DFS. Mind leading zero issues.

Faults:

1. **[WA]** Leading zeroS.

## 94. Binary Tree Inorder Traversal (Medium)

Use stack to store nodes. When you pop one node for the first, push its right child in, push itself in, push its left child in. When you push one node for the second time, really pop it out and add it to the result.

## 96. Unique Bianry Search Trees (Medium)

DP.

## 98. Validate Binary Search Tree (Medium)

DFS. Collect the maximum and minimum value of each subtree, and compare them with the subtree's root.

Faults:

1. **[WA]** Integer.MAX_VALUE and Integer.MIN_VALUE appear in the input.
2. **[WA]** Same as above.
3. **[WA]** Same as above.

毒奶当 发表于 2018-3-23 09:44
楼主加油。我现在也基本专职刷题。要加个微信交流一下吗? srl_syh

不好意思要休息了才看到…… 明天加你！

Mar. 24th 2018 --- 5 Problems

## 95. Unique Binary Search Trees II (Medium)

First find the answer for i-1 nodes, then try to put one new TreeNode (val = i) in to makeup the answer for i nodes. The new node could be root's father, or the right child of nodes on the rightest side. If new node becomes node K's new right child, then make its original right child new node's left child.

## 97. Interleaving String (Hard)

DP. f[j] means the first i characters of s3 matches with the first j characters of s1 and (i - j) characters of s2.

BFS and DFS are not only feasible but also able to achieve a better time performance.

## 99. Recover Binary Search Tree (Hard)

1. Recursion is never O(1) space
2. Morris Traversal http://www.cnblogs.com/AnnieKim/ ... orristraversal.html


## 102. Binary Tree Level Order Traversal (Medium)

BFS.

## 103. Binary Tree Zigzag Level Order Traversal (Medium)

BFS. The same as #102.

Mar. 25th 2018 -- Weekly Contest 77

做Weekly Contest做到心态爆炸。估计Rating要暴跌。
别人几分钟开始出题，十几分钟有几十个人把前三题都清掉，我这里吭吭哧哧半个小时才把前三题做完。
第四题有200+人A掉，我也没做出来，一开始理解错题意，后来忽视了一条条件结果死活找不到够强力的剪枝。

教训：

• 以后做题记录时间，会做的题练习速度。
• 理解题目时候，先亲手把样例算一下。（有时候样例很糟是问题）
• 做DFS的时候多想想剪枝多练习常用处理。
  

## 804. Unique Morse Code Words (Easy)

HashSet.

## 805. Split Array With Same Average (Hard)
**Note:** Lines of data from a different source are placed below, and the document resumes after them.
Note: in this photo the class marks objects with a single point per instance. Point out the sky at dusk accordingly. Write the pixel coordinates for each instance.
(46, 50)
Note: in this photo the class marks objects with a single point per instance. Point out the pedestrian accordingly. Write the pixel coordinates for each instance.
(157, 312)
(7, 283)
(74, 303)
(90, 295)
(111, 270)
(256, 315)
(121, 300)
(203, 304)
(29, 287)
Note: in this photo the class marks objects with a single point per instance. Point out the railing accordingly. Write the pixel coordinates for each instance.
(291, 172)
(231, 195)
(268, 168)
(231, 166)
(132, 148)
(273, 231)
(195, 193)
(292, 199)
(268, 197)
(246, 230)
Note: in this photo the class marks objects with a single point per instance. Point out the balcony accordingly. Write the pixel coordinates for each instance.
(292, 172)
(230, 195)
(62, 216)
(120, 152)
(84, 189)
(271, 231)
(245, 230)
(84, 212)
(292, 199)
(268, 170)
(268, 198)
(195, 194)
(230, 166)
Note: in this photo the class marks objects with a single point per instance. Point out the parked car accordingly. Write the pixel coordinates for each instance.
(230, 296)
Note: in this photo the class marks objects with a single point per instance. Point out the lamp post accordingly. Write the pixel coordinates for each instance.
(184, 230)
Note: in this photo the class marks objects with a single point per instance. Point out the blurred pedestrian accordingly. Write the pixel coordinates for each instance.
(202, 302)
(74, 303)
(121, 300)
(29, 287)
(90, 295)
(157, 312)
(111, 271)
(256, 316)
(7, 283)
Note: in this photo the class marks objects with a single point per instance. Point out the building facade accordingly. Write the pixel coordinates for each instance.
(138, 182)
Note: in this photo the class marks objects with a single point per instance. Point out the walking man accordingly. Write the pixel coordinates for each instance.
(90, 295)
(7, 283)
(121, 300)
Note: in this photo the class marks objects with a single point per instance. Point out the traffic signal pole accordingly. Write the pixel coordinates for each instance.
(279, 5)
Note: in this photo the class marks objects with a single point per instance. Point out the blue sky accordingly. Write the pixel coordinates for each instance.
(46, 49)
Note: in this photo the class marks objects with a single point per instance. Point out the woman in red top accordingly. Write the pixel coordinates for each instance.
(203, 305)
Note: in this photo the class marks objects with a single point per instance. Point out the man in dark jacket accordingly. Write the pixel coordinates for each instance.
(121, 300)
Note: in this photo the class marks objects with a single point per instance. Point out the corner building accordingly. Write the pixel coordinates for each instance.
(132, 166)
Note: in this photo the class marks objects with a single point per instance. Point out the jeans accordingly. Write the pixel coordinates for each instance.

DFS. I didn't find strong enough optimization during the contest.

Notice that:
    (avg * B + avg * C) / (B + C) = avg

So both the two lists' average equals to the average of A.

One feasible optimization is like IDDFS, set the sum and num (sum = num * avg) of one list, try to find the answer. If no answer exists, try another range.

Faults:

1. **[WA]** Misunderstand the problem description.
1. **[WA]** x 4, test optimization.
1. **[TLE]** x 3, test optimization.

## 806. Number of Lines To Write String (Easy)

Easier than #68.

## 807. Max Increase to Keep City Skyline (Medium)

Find the largest value in one row and column.